Only by sacrificing myself.
“Of course my father would never lie to his kind,” the words felt thick and stiff in my mouth. “Nor would the other villagers. If your highness believes I can spin straw into gold, who am I to contradict you?”
My father’s eyes flew to my face, wide and panicked, but I forced myself to ignore him as I kept my eyes locked with the king’s. A smile spread across the king’s face, and he straightened. “That’s better!” he said, then looked about the square, beaming. “I would be deeply honored if you’d be willing to accompany me back to the castle and demonstrate your most unusual skills! I would, of course, reward you- and your father- most handsomely.”
“I’m sure we need no reward beyond the honor of knowing I am in service to the king,” I said quickly, hoping against hope he might forget about them as soon as we were out of sight of the village.
“Still,” said the king, helping me to my feet. My skin crawled at his touch, and I was fully cognizant of the fact that he left my father kneeling. “Such beauty, such industry- you will be rewarded. Unless, of course,” he added absently, “You are lying.

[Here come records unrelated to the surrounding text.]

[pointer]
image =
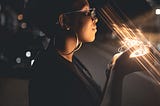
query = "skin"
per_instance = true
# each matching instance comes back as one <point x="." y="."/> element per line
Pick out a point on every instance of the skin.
<point x="84" y="27"/>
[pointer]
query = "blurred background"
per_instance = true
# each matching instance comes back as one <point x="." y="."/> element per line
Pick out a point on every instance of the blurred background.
<point x="20" y="43"/>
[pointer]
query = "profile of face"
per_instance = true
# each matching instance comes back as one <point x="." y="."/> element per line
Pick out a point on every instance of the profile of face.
<point x="86" y="26"/>
<point x="83" y="22"/>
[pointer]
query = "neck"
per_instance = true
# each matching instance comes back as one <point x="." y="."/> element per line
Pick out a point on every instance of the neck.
<point x="69" y="49"/>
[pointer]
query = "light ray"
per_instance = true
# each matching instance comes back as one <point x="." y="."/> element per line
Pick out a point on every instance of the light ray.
<point x="132" y="37"/>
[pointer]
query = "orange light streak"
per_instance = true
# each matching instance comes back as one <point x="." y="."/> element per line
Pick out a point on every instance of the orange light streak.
<point x="131" y="37"/>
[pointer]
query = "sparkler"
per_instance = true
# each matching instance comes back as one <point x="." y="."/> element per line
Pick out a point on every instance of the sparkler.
<point x="132" y="37"/>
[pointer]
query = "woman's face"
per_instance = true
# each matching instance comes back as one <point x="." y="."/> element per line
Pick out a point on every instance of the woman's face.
<point x="85" y="26"/>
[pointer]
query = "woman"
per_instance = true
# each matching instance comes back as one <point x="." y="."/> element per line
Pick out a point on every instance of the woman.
<point x="69" y="23"/>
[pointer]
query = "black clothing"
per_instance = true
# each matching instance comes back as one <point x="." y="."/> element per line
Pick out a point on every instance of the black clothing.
<point x="58" y="83"/>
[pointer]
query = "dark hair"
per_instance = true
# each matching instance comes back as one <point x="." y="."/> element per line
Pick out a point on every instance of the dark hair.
<point x="44" y="13"/>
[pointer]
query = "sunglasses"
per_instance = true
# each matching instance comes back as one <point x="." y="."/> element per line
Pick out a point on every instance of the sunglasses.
<point x="91" y="12"/>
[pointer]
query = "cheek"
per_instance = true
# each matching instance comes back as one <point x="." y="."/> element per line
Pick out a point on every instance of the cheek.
<point x="86" y="33"/>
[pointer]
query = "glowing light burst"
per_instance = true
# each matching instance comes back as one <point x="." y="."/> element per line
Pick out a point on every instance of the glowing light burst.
<point x="138" y="47"/>
<point x="131" y="38"/>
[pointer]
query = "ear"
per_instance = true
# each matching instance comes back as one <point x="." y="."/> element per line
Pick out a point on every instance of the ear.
<point x="63" y="21"/>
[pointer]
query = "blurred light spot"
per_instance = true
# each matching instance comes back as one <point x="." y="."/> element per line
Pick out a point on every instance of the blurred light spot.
<point x="24" y="25"/>
<point x="32" y="61"/>
<point x="157" y="11"/>
<point x="18" y="60"/>
<point x="20" y="17"/>
<point x="158" y="46"/>
<point x="28" y="54"/>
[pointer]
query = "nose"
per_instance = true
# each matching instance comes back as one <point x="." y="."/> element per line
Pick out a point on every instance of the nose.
<point x="95" y="19"/>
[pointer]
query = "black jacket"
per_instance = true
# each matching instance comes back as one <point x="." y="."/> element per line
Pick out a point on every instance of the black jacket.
<point x="58" y="83"/>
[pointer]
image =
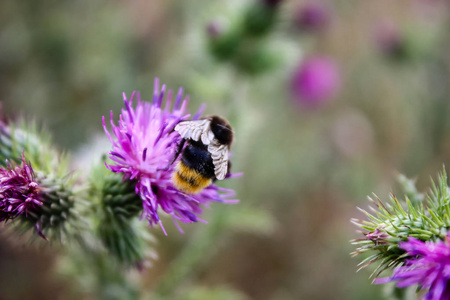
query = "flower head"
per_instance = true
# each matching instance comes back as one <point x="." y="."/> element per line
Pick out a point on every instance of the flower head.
<point x="19" y="191"/>
<point x="144" y="144"/>
<point x="312" y="17"/>
<point x="315" y="81"/>
<point x="429" y="267"/>
<point x="390" y="41"/>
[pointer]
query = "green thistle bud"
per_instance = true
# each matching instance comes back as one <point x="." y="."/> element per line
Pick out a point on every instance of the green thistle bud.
<point x="261" y="17"/>
<point x="118" y="207"/>
<point x="396" y="221"/>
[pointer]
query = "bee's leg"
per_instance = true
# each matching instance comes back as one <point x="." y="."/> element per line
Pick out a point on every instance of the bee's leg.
<point x="177" y="153"/>
<point x="180" y="148"/>
<point x="228" y="172"/>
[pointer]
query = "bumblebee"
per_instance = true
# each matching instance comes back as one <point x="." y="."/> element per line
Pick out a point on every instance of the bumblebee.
<point x="205" y="157"/>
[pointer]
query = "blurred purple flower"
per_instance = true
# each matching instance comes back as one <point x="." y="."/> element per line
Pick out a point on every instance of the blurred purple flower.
<point x="19" y="191"/>
<point x="312" y="16"/>
<point x="215" y="29"/>
<point x="272" y="3"/>
<point x="144" y="144"/>
<point x="389" y="40"/>
<point x="429" y="267"/>
<point x="315" y="81"/>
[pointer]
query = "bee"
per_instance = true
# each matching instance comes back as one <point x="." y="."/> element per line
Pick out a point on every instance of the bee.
<point x="205" y="157"/>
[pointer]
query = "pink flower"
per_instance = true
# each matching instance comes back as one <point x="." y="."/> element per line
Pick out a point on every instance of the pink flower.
<point x="143" y="145"/>
<point x="428" y="267"/>
<point x="315" y="81"/>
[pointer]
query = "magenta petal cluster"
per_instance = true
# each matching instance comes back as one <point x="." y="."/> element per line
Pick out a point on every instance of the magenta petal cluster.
<point x="19" y="191"/>
<point x="428" y="267"/>
<point x="312" y="16"/>
<point x="143" y="147"/>
<point x="315" y="81"/>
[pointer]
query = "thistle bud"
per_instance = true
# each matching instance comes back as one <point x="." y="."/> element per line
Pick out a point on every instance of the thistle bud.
<point x="118" y="206"/>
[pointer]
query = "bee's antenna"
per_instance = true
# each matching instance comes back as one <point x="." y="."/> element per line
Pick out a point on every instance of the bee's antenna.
<point x="225" y="127"/>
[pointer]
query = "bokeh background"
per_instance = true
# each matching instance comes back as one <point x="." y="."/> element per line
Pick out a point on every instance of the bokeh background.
<point x="328" y="105"/>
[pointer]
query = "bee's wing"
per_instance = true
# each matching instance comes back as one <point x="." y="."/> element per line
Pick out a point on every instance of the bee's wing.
<point x="219" y="154"/>
<point x="196" y="130"/>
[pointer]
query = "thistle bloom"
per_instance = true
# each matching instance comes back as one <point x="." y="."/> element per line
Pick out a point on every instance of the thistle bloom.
<point x="312" y="17"/>
<point x="315" y="82"/>
<point x="143" y="147"/>
<point x="19" y="191"/>
<point x="429" y="267"/>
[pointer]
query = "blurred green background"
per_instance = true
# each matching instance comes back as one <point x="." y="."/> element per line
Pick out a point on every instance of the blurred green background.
<point x="66" y="64"/>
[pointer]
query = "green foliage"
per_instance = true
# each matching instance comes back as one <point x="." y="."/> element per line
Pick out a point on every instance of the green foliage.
<point x="52" y="220"/>
<point x="395" y="221"/>
<point x="116" y="207"/>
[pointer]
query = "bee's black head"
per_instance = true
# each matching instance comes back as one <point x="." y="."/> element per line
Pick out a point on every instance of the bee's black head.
<point x="222" y="130"/>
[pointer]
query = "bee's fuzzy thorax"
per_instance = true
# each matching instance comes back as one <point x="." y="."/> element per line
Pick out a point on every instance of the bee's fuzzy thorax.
<point x="189" y="180"/>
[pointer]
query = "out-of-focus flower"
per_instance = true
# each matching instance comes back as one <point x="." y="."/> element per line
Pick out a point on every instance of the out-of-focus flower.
<point x="144" y="144"/>
<point x="272" y="3"/>
<point x="19" y="191"/>
<point x="352" y="134"/>
<point x="428" y="267"/>
<point x="215" y="29"/>
<point x="312" y="16"/>
<point x="390" y="41"/>
<point x="315" y="81"/>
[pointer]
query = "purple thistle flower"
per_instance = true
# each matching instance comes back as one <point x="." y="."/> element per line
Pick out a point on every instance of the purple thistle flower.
<point x="144" y="144"/>
<point x="312" y="17"/>
<point x="315" y="81"/>
<point x="19" y="191"/>
<point x="429" y="267"/>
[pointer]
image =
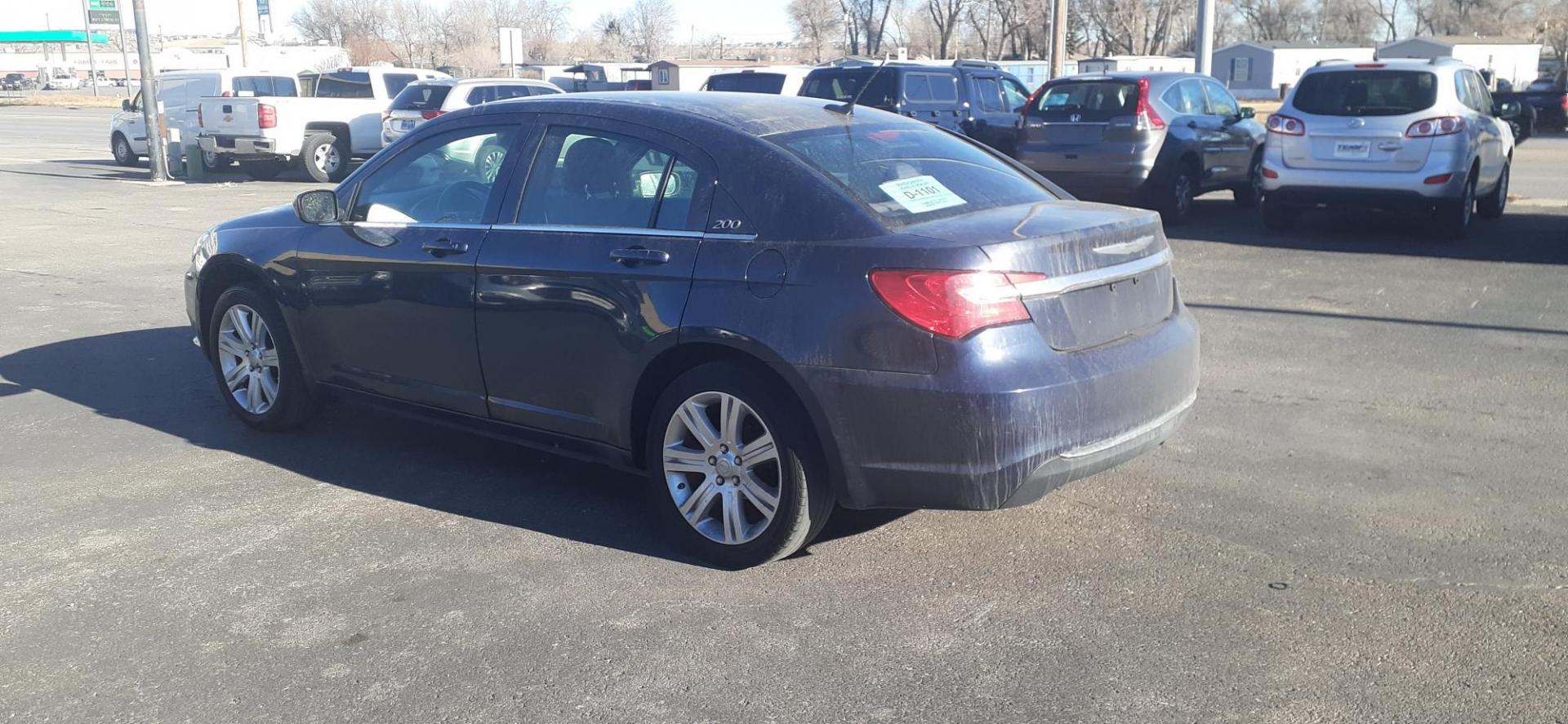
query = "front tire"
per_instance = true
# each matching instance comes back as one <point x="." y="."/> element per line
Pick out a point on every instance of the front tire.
<point x="255" y="362"/>
<point x="325" y="158"/>
<point x="733" y="468"/>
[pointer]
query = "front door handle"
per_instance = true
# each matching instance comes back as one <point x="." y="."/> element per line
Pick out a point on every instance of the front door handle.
<point x="444" y="247"/>
<point x="639" y="254"/>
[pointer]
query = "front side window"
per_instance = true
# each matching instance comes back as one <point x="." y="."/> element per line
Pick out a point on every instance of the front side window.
<point x="593" y="177"/>
<point x="1366" y="93"/>
<point x="446" y="179"/>
<point x="908" y="173"/>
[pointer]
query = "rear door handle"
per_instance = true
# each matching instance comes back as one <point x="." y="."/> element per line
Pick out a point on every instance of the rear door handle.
<point x="639" y="254"/>
<point x="444" y="247"/>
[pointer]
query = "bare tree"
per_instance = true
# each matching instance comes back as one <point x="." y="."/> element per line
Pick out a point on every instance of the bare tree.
<point x="817" y="24"/>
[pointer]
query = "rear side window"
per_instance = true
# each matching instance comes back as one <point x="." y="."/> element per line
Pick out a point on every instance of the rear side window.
<point x="1090" y="99"/>
<point x="880" y="91"/>
<point x="1366" y="93"/>
<point x="265" y="85"/>
<point x="746" y="83"/>
<point x="344" y="85"/>
<point x="910" y="173"/>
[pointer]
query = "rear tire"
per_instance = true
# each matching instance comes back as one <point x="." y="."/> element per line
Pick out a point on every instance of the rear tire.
<point x="1278" y="215"/>
<point x="791" y="478"/>
<point x="1454" y="215"/>
<point x="264" y="170"/>
<point x="286" y="397"/>
<point x="1252" y="193"/>
<point x="1493" y="204"/>
<point x="325" y="158"/>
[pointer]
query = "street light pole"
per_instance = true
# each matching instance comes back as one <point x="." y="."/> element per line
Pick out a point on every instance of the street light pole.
<point x="1205" y="51"/>
<point x="87" y="22"/>
<point x="151" y="115"/>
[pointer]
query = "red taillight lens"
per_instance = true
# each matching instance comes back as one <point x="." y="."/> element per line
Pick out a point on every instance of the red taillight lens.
<point x="1286" y="126"/>
<point x="954" y="303"/>
<point x="1435" y="127"/>
<point x="1148" y="118"/>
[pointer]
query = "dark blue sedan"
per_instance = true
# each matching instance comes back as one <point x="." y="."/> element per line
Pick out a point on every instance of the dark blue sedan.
<point x="772" y="306"/>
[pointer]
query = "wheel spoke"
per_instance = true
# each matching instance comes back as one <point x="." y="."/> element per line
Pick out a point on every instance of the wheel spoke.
<point x="734" y="522"/>
<point x="760" y="451"/>
<point x="695" y="419"/>
<point x="702" y="499"/>
<point x="765" y="502"/>
<point x="237" y="375"/>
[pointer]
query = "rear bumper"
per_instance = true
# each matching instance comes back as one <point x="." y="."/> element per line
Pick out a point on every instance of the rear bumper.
<point x="237" y="144"/>
<point x="1041" y="420"/>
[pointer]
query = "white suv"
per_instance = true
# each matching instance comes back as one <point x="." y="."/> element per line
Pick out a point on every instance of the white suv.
<point x="1399" y="135"/>
<point x="427" y="99"/>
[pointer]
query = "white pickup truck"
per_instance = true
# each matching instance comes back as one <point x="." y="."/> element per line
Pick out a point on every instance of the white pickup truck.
<point x="339" y="121"/>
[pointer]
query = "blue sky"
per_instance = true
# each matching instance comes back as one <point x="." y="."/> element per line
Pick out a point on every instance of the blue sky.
<point x="734" y="19"/>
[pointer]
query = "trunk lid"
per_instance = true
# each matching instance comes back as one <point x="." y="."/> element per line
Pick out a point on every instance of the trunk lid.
<point x="1107" y="267"/>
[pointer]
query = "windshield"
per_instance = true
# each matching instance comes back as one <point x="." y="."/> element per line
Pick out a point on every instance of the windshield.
<point x="845" y="85"/>
<point x="908" y="173"/>
<point x="421" y="97"/>
<point x="1366" y="93"/>
<point x="344" y="85"/>
<point x="1089" y="100"/>
<point x="746" y="83"/>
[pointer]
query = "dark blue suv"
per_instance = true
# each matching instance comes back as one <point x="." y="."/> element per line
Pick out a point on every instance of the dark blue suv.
<point x="768" y="306"/>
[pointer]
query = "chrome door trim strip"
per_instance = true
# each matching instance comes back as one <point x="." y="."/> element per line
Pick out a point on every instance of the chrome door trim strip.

And then I shall behead you and raze your village of liars to the ground.”
I swayed, clenching my jaw and willing myself not to faint.
“It would be pure foolishness for me to lie to my king,” I said. “As for my father and the villagers, they have only my word to go on- they’ve never seen me work. No one has. It doesn’t work if others watch.”
“Oh?” said the king, but I could tell he was only half listening. “How interesting. Come here!” he gestured imperiously at one of the women. She curtseyed and came forward. “The miller’s daughter will ride back to the capital with you."